Does \(K\)-means always find the same answer?

  • \(K\)-means is a version of coordinate descent, where the parameters are the cluster center coordinates, and the assignments of points to clusters.

  • It minimizes the sum of squared Euclidean distances from vectors to their cluster centroid.

  • This error function has many local minima!

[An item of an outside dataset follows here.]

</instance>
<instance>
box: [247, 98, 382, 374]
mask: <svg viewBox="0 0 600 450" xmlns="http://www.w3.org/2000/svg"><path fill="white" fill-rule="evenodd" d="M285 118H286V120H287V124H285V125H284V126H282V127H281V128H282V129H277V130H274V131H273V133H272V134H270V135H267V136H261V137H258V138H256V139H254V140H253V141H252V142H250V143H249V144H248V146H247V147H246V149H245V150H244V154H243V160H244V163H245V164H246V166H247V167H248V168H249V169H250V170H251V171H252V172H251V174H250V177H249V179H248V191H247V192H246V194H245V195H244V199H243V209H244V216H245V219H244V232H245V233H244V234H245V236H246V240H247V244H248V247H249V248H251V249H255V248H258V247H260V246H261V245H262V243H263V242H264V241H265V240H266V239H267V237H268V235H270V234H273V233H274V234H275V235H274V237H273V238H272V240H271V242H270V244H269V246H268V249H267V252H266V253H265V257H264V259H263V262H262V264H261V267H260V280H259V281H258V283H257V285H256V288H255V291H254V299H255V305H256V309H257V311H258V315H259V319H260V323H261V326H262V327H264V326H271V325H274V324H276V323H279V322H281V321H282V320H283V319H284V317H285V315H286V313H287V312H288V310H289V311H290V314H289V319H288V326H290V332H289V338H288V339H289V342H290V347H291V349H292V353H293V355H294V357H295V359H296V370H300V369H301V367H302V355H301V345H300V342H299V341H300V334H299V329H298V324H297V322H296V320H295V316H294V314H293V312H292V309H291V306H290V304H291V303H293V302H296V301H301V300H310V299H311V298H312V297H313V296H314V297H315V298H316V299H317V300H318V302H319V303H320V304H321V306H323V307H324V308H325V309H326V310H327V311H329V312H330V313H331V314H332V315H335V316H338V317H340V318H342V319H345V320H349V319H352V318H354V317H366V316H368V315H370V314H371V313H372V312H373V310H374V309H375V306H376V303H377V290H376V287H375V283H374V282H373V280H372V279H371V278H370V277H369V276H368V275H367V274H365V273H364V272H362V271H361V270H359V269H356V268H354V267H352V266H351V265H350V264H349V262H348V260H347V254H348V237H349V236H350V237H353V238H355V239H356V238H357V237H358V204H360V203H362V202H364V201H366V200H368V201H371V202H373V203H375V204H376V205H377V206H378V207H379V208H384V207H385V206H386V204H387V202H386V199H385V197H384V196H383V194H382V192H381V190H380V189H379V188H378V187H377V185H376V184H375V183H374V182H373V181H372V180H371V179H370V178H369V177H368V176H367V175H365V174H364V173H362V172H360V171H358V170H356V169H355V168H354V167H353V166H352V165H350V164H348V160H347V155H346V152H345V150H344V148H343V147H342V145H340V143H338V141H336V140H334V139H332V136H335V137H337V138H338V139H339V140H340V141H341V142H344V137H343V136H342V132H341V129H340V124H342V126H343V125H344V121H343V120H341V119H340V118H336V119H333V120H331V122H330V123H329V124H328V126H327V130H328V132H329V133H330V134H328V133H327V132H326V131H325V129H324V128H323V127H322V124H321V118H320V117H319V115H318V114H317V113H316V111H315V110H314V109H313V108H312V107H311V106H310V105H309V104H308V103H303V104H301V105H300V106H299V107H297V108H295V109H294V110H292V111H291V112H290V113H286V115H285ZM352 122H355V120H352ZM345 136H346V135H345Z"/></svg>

  • The solution found is locally optimal, but not globally optimal

  • Because the solution depends on the initial assignment of instances to clusters, random restarts will give different solutions

Example - Same problem, different solutions

\(J=0.22870\) \(J=0.3088\)

Choosing the number of clusters

  • A difficult problem.

  • Delete clusters that cover too few points

  • Split clusters that cover too many points

  • Add extra clusters for "outliers"

  • Add option to belong to “no cluster”

  • Minimum description length: minimize loss + complexity of the clustering

  • Use a hierarchical method first

Why Euclidean distance?

Subjective reason: It produces nice, round clusters.

image

Why not Euclidean distance?

  1. It produces nice round clusters!